Jim Pleass

Personal information
- Full name: James Edward Pleass
- Born: 21 May 1923 Cardiff, Glamorgan, Wales
- Died: 16 February 2016 (aged 92) Cardiff, Glamorgan, Wales
- Batting: Right-handed

Domestic team information
- 1947–1956: Glamorgan

Career statistics
| Competition | First-class |
| Matches | 171 |
| Runs scored | 4,293 |
| Batting average | 19.33 |
| 100s/50s | 1/11 |
| Top score | 102* |
| Balls bowled | 24 |
| Wickets | – |
| Bowling average | – |
| 5 wickets in innings | – |
| 10 wickets in match | – |
| Best bowling | – |
| Catches/stumpings | 77/– |
- Source: Cricinfo, 15 February 2012

= Jim Pleass =

Welsh cricketer

James Edward Pleass (21 May 1923 – 16 February 2016) was a Welsh cricketer. Pleass was a right-handed batsman.

==Life and career==
Born in Cardiff, Pleass made his first-class debut for Glamorgan in the 1947 County Championship against Derbyshire. He played first-class cricket for Glamorgan for nearly a decade, making 171 first-class appearances, with his final appearance coming against Warwickshire in the 1956 County Championship. An aggressive middle-order batsman, Pleass scored a total of 4,293 runs at an average of 19.33. He made eleven half centuries, while his sole century, a score of 102 not out, came against Yorkshire in 1955, securing Glamorgan their first victory against Yorkshire in Yorkshire. His most successful season came in 1950, when he made 28 first-class appearances, scoring in the process 740 runs at an average of 24.66. A good cover fielder, Pleass took 77 catches in the field.
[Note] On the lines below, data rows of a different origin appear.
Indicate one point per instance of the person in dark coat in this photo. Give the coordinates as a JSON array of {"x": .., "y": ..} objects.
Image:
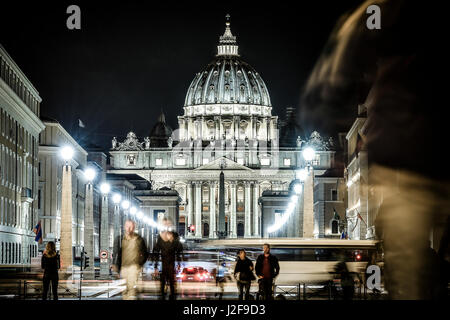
[
  {"x": 267, "y": 269},
  {"x": 169, "y": 246},
  {"x": 243, "y": 272},
  {"x": 129, "y": 256},
  {"x": 387, "y": 72},
  {"x": 50, "y": 263}
]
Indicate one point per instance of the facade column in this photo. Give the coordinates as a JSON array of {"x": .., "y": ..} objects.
[
  {"x": 308, "y": 205},
  {"x": 181, "y": 130},
  {"x": 89, "y": 229},
  {"x": 190, "y": 215},
  {"x": 104, "y": 237},
  {"x": 248, "y": 203},
  {"x": 212, "y": 210},
  {"x": 232, "y": 224},
  {"x": 66, "y": 220},
  {"x": 256, "y": 211},
  {"x": 198, "y": 209}
]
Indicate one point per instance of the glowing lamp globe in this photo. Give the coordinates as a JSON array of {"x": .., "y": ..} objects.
[{"x": 302, "y": 174}]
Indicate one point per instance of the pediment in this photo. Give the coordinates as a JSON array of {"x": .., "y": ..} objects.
[{"x": 229, "y": 165}]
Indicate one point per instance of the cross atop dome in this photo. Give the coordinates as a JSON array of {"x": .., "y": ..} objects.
[{"x": 227, "y": 46}]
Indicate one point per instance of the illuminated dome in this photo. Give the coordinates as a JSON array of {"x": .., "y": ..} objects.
[{"x": 228, "y": 80}]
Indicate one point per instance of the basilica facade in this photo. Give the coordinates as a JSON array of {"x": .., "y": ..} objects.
[{"x": 227, "y": 126}]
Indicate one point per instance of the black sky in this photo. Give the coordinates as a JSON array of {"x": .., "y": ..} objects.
[{"x": 132, "y": 59}]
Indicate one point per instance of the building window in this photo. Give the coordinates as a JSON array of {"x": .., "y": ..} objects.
[
  {"x": 180, "y": 161},
  {"x": 334, "y": 195}
]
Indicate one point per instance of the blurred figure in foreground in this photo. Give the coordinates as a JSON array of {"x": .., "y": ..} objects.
[
  {"x": 267, "y": 269},
  {"x": 220, "y": 279},
  {"x": 243, "y": 272},
  {"x": 129, "y": 256},
  {"x": 346, "y": 278},
  {"x": 50, "y": 263},
  {"x": 389, "y": 70},
  {"x": 170, "y": 247}
]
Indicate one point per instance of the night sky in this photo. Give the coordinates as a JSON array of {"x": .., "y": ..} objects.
[{"x": 131, "y": 59}]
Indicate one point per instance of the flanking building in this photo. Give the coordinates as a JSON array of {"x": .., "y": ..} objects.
[
  {"x": 19, "y": 134},
  {"x": 227, "y": 125}
]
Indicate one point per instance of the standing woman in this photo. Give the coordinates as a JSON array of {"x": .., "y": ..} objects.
[
  {"x": 50, "y": 263},
  {"x": 243, "y": 272}
]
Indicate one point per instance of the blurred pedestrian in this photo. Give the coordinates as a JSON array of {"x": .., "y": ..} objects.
[
  {"x": 387, "y": 70},
  {"x": 129, "y": 256},
  {"x": 169, "y": 246},
  {"x": 243, "y": 272},
  {"x": 267, "y": 269},
  {"x": 50, "y": 263}
]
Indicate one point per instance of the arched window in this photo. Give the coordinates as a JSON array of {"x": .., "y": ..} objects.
[{"x": 240, "y": 231}]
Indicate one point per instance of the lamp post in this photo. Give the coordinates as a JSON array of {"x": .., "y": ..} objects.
[
  {"x": 89, "y": 175},
  {"x": 125, "y": 206},
  {"x": 104, "y": 232},
  {"x": 65, "y": 248},
  {"x": 307, "y": 176}
]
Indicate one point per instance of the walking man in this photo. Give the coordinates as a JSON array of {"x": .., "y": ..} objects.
[
  {"x": 169, "y": 245},
  {"x": 267, "y": 268},
  {"x": 129, "y": 256}
]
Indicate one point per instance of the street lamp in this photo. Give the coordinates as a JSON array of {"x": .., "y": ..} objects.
[
  {"x": 66, "y": 233},
  {"x": 117, "y": 198},
  {"x": 309, "y": 154},
  {"x": 307, "y": 176},
  {"x": 302, "y": 174},
  {"x": 125, "y": 204},
  {"x": 105, "y": 188},
  {"x": 89, "y": 174}
]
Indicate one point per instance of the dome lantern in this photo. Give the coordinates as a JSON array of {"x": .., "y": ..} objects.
[{"x": 227, "y": 46}]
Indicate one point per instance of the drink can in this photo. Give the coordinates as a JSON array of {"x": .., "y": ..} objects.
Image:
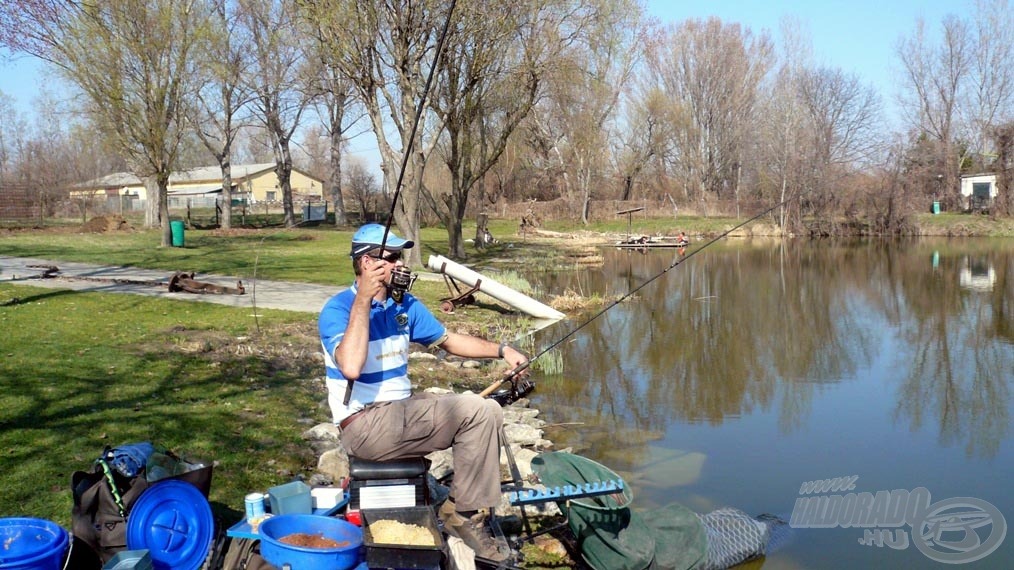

Following his retirement from first-class cricket in 1956, Pleass went into business in Cardiff. He served on the Glamorgan committee, and as the secretary of the Glamorgan Former Players Association. Pleass died in Cardiff in February 2016, aged 92. He was the last surviving member of the Glamorgan side that won the 1948 County Championship.